When people ask me where the inspiration for the character of Ursula Marlow came from, I tell them that she literally strode into my head wearing the purple, white, and green sash of Women’s Social and Political Union. As soon as I saw her, I knew that she was an Edwardian era suffragette. That spark was all it took and soon I was researching not only the time period but also Ursula’s background, incorporating my family’s Lancashire heritage and my keen interest in those first women who attended Oxford university. Before long I had a fully-fledged character emerging on the page and soon the mystery she would be tasked with solving, emerged.

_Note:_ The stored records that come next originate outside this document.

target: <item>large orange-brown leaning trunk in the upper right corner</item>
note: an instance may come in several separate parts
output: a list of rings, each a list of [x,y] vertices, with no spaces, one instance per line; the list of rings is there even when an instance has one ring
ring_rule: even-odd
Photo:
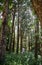
[[[42,0],[32,0],[33,8],[36,11],[41,24],[41,36],[42,36]],[[41,44],[42,47],[42,44]],[[42,55],[42,50],[41,50]]]

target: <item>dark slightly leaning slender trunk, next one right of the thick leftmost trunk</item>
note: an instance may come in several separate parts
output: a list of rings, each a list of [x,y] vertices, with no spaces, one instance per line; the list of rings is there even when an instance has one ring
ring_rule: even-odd
[[[14,45],[15,45],[15,24],[14,24],[15,12],[16,12],[16,5],[15,5],[15,7],[13,5],[13,9],[12,9],[12,18],[13,19],[12,19],[12,33],[11,33],[10,51],[14,51]],[[14,38],[13,38],[13,33],[14,33]]]

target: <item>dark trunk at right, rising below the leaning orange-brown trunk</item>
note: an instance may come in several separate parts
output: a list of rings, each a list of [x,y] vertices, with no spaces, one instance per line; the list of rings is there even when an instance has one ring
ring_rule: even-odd
[[[38,48],[39,48],[39,21],[36,21],[36,27],[35,27],[35,58],[38,58]]]

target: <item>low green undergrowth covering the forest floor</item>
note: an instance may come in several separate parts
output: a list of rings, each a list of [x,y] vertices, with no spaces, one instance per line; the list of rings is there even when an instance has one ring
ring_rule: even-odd
[[[35,63],[41,65],[41,58],[38,57],[38,59],[35,60],[32,52],[25,52],[23,54],[6,54],[4,65],[34,65]]]

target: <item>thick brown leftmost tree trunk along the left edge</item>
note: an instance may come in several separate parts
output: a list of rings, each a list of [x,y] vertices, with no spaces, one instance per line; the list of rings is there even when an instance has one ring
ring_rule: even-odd
[[[7,16],[8,16],[8,0],[5,0],[4,11],[3,11],[3,22],[2,22],[2,40],[0,43],[0,64],[4,62],[4,55],[6,51],[6,25],[7,25]]]

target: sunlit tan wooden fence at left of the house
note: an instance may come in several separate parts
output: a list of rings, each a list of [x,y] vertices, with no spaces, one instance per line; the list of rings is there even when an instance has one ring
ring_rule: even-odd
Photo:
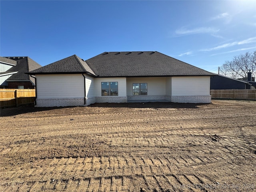
[[[0,107],[34,104],[35,89],[0,89]]]

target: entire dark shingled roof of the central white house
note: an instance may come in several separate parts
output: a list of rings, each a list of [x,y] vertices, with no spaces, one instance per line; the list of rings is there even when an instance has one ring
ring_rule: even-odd
[[[85,73],[98,77],[212,76],[202,70],[160,52],[104,52],[84,62],[73,55],[29,74]]]

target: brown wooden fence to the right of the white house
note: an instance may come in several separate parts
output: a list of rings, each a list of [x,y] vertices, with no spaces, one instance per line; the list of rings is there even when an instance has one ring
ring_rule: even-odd
[[[251,89],[225,89],[210,90],[212,98],[256,100],[256,90]]]

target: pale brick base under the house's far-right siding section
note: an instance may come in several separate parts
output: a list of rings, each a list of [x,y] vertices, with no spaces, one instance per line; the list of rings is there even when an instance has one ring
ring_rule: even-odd
[[[171,96],[174,103],[210,103],[210,95]]]

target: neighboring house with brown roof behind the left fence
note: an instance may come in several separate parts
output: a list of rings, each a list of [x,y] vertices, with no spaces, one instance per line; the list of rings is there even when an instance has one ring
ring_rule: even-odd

The inspiration for my first Ursula Marlow novel, Consequences of Sin, came from a journey down the Orinoco River in Venezuela. In the second book, The Serpent and the Scorpion, I didn’t get to physically travel to Israel or Palestine, but I got to transport myself in time and space via my imagination (and some terrific history books). When I decided to focus on Ireland in the third installment of the Ursula Marlow Edwardian mystery series, Unlikely Traitors, I drew upon my visit to Ireland in 1998, soon after the Northern Ireland peace accord was reached. Ever since I was a teenager, I’ve been intrigued with Irish history, and naturally I was drawn to researching the issue of Home Rule for Ireland (which was, not surprisingly, an ongoing controversy in Edwardian England).
In each of these three novels, I was drawn not only to the challenges of the era, but also the challenges facing women at this critical point in history as women fought not only for the vote but also for the opportunity to forge their own independent path in life.